The correspondence of the slower geminate phases for the Leu68 and Asn68 containing double mutants reflects the similarity of the conformations seen in the equilibrium deoxy-Mb structures of the single mutants (49, 51). In both cases, the side chain adopts a conformation where the terminal atoms, C-{delta}1 and C-{delta}2 in Leu68 and O-{delta} and N-{delta} in Asn68, lie almost parallel to the heme plane. One {delta} atom blocks access to Xe4, and the other hinders binding to the heme iron from the B site (Fig. 2, V68L deoxy-Mb structure). The marked differences between the V68L and V68N mutants at shorter times and higher viscosities reflect the flexibility of the isobutyl Leu side chain, which can rotate out of the way for bound ligands and adopt a conformation that allows easy access to the iron atom (Fig. 2, V68L MbCO structure). It is the complete rotation of the Leu68 side chain from the MbCO to the deoxy-Mb conformation that accounts for relaxation from the C -> A to the slower D -> A transition in the H64L/V68L mutant. However, once rotation to the deoxy conformation has occurred, the H64L/V68L mutant shows a rate constant for slow internal rebinding from remote sites that are very similar to that for the V68N double mutant, ~3,000 s-1 (TABLE THREE and Figs. 7 and 8). The similarity of the equilibrium deoxy-Mb Asn68 and Leu68 conformations also accounts for why the bimolecular rate constants for the H64L/V68L and H64L/V68N double mutants are almost the same, 15-22 µM-1s-1 (TABLE ONE).

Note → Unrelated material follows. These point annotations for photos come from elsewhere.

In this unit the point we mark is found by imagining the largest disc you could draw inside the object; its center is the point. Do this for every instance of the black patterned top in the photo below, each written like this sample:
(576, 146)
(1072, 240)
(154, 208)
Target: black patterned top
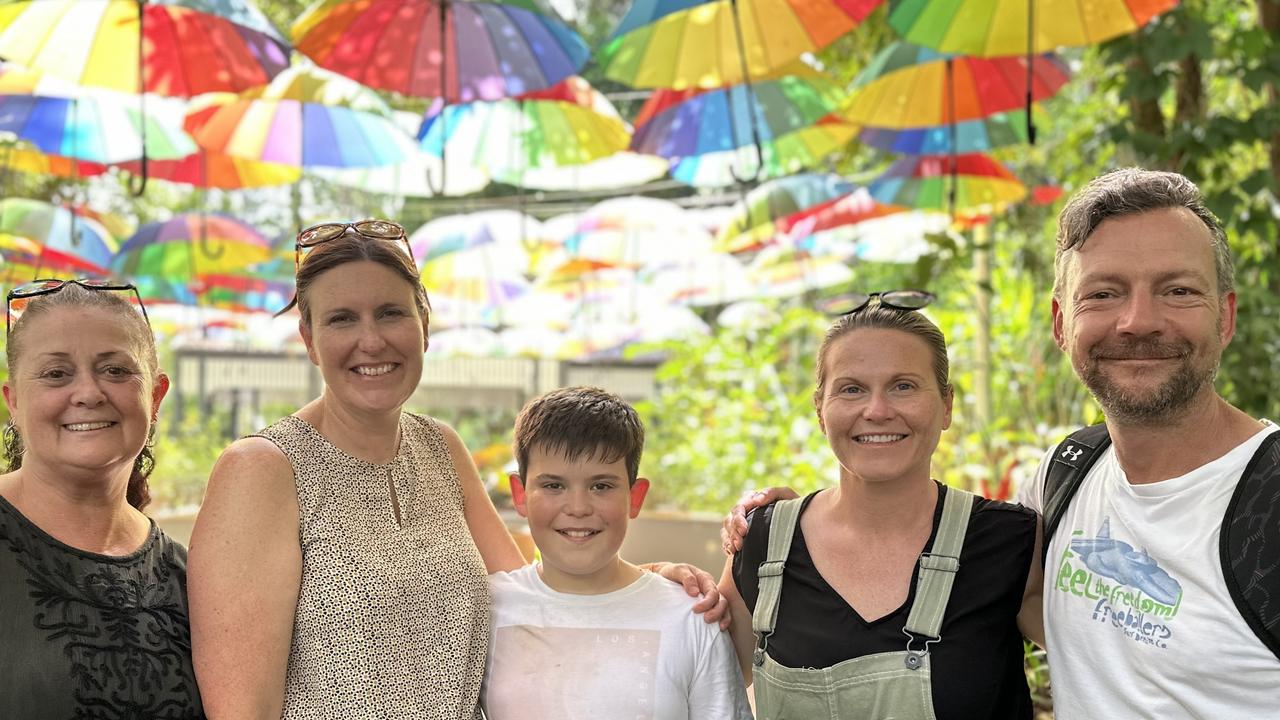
(86, 636)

The Role of His64 ; a Comparison between H64L and Wild Type—The temperature/viscosity dependence of CO rebinding in the single H64L mutant is compared with that in wild-type sperm whale Mb in Fig. 9. In sol-gels at the high viscosity limit (100% glycerol, -15 to 3.5 °C), log-log plots are linear with the slope for the wild-type protein being much smaller than that for the faster reacting H64L mutant. The peak positions and distribution of the B -> A rate parameters for the single H64L mutant are similar to those for the H64L/V68N double mutant, implying that the naturally occurring Val68 side chain confers almost as much resistance to iron-ligand bond re-formation as Asn68.

In contrast, the rate of initial CO rebinding in wild-type sperm whale Mb is much smaller both in solution and in sol-gels in 100% glycerol at low temperature because of a marked decrease in the amplitude of the B -> A transitions (Fig. 3A; TABLES ONE and TWO; and Fig. 9d). This effect is clearly due to the His64 side chain in wild-type Mb. In the bound A state, the imidazole ring is donating a proton to the bound ligand, and this electrostatic interaction places the N-{epsilon} atom within 3.0 Å of the ligand O atom. After photolysis, the His64 side chain actively pushes the dissociated ligand away from the iron as it swings inward to occupy a position over the iron atom. The final conformation of the imidazole ring restricts CO rebinding from any position in the protein (Fig. 1). This inward movement of His64 is seen when comparing equilibrium MbCO to deoxy-Mb structures, in recent time-resolved, x-ray crystallographic studies at room temperature with wild-type sperm whale MbCO (18, 66), and accounts for the Stark splitting of the IR bands of photodissociated CO (B states) (67).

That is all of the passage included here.